The Museum of Fine Arts, Houston (MFAH) has managed to pull off the show Hockney-Van Gogh: the Joy of Nature, to bring much-needed delight in these difficult times. David Hockney, however, has apologised for missing the coming opening, citing Covid-19 travel problems.
The exhibition will open on 21 February and runs until 20 June. With the coronavirus restrictions—and assuming the museum can continue to remain open for the duration of the show—it is estimated that the exhibition will accommodate around 66,000 visitors for the four-month run, about two thirds of their number in normal circumstances. When a similar show was presented in 2019 at Amsterdam’s Van Gogh Museum (which always attracts huge crowds), it had 360,000 in three months.
Six major Van Gogh paintings have been flown over to Houston from the Van Gogh Museum and the Kröller-Müller Museum in Otterlo, in the Netherlands, all from the artist’s important French period (1887-90). A MFAH spokeswoman admitted that there were complications because of the reduced number of flights: “We worked closely with the lenders to reserve spaces on shipments well in advance. All works arrived here safely."
The Houston exhibition will present 47 works by Hockney alongside ten by Van Gogh. The Van Goghs will be a different selection from those shown in the earlier Amsterdam presentation.
In addition to the six paintings from the Netherlands, Houston will hang its own work, The Rocks (1888). Three drawings (which are rarely displayed for conservation reasons) are being lent by other US museums: from the Menil Collection, which is only a mile away in Houston, the Virginia Museum of Fine Arts and the Rhode Island School of Design.
Hockney has long been an admirer of Van Gogh. When I interviewed him five years ago he pointed out that three modern artists all worked outside Paris: Cézanne in Aix-en-Provence, Monet in Giverny and, of course, Van Gogh. He explained that “they achieved what they did by looking at nature”—a comment which is very much echoed in the subtitle of the Houston show.
Hockney added: “We can only replenish ourselves by looking at nature. Van Gogh saw the landscape very clearly. Most people scan the ground so they can see to walk, but they don’t look at things that much. Van Gogh looked.”
Ann Dumas, who also works as a curator at London’s Royal Academy of Arts, organised the Houston presentation. She regards Hockney as “swimming against the tide in terms of conceptual art and that, like Van Gogh, he still wants to immerse himself in the endless variety of the natural world”.
Gary Tinterow, the MFAH's director, has enjoyed the collaboration: “It is always rewarding to spend time with David Hockney and every conversation is stimulating and memorable. The exhibition produces joy and delight—it’s precisely what the doctor ordered.”

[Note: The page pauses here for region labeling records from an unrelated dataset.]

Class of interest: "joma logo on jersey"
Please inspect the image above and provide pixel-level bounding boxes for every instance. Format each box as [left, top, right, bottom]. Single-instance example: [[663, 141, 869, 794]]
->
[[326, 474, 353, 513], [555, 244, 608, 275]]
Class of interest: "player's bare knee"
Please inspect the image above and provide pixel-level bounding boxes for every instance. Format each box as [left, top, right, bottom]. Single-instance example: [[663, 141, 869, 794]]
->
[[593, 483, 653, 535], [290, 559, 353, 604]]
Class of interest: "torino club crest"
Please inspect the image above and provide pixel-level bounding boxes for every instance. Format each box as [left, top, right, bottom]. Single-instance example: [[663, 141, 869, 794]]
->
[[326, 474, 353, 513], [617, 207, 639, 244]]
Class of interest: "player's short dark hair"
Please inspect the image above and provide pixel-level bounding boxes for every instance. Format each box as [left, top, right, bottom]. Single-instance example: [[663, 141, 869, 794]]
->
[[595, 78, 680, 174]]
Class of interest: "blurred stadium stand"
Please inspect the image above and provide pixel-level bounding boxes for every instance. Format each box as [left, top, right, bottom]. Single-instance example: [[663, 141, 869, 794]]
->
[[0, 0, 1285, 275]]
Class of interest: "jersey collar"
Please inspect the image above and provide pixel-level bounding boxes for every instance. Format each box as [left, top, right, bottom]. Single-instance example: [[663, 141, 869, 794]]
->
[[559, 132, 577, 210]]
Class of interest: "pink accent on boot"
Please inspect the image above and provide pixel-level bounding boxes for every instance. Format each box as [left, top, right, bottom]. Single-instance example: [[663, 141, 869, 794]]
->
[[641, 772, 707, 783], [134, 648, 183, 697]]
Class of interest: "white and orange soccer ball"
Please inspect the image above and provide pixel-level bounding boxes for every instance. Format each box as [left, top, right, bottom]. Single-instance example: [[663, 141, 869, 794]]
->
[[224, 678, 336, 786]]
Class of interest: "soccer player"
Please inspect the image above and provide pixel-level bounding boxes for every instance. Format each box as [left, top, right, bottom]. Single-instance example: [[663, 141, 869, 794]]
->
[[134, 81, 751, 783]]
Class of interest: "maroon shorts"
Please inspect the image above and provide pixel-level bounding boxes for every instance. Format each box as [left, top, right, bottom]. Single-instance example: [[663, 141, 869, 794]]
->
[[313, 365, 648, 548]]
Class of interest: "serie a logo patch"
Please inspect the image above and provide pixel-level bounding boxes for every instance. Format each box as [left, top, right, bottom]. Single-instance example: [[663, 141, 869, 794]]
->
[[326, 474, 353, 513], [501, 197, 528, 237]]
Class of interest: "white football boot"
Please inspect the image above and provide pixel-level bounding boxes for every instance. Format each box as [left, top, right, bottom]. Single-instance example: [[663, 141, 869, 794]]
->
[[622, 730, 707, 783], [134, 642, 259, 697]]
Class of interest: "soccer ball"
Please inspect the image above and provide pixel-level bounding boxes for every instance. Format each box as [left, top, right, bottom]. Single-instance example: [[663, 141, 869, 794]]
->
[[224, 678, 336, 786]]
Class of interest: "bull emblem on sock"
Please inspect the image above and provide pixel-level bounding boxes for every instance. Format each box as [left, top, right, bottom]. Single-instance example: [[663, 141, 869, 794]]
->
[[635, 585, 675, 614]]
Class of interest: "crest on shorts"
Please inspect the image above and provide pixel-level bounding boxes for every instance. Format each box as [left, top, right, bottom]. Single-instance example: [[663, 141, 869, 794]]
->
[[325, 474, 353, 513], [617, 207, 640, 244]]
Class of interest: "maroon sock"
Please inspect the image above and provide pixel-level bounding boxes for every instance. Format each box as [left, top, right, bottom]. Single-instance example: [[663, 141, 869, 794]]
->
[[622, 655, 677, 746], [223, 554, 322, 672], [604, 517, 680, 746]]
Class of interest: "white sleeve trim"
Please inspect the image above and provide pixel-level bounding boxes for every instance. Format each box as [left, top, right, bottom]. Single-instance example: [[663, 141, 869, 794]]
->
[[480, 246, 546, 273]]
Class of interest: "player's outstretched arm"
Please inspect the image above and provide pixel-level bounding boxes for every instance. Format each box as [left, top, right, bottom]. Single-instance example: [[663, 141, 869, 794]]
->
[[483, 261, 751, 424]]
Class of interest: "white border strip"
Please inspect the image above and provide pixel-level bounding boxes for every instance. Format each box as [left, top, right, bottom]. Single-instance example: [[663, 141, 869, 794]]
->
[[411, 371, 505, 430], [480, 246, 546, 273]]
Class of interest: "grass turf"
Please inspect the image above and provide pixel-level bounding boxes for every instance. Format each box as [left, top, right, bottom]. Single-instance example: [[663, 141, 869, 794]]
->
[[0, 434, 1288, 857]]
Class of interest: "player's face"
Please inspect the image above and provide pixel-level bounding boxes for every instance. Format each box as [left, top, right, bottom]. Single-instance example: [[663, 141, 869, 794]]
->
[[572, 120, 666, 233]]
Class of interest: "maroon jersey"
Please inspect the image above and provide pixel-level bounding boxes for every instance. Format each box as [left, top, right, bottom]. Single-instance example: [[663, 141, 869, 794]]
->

Hockney, who is now working in Normandy, dislikes travel these days—and he would have hardly been encouraged to come to another Van Gogh opening after an unfortunate incident at his Amsterdam hotel in 2019.
I was about to step into the hotel lift when Hockney, then 81, arrived with his entourage in his wake. I moved aside for the VIPs and waited for the next lift. Their lift door then got stuck for half an hour with the crowd inside and Hockney had to be extricated by the fire brigade. Being Hockney, his first action on being rescued was to light a cigarette.
This year, Texans are spoilt when it comes to Van Gogh. Although shows on the artist are now thin on the ground with Covid-19, one of the few others will be in Dallas. Van Gogh and the Olive Groves is due to open at the Dallas Museum of Art on 17 October.
Other Van Gogh news
Nils Messel’s The Impressionist Trail: the What, Whence and Whither of French Masterpieces in Norway has recently been published. This thoroughly researched and elegantly designed book includes details about the purchase of the National Gallery of Norway’s Self-Portrait by Van Gogh. The gallery’s own curator questioned its authenticity in The Art Newspaper (July 1998). Last year it was finally rehabilitated and recognised by the Van Gogh Museum as the real thing, dating from August 1889.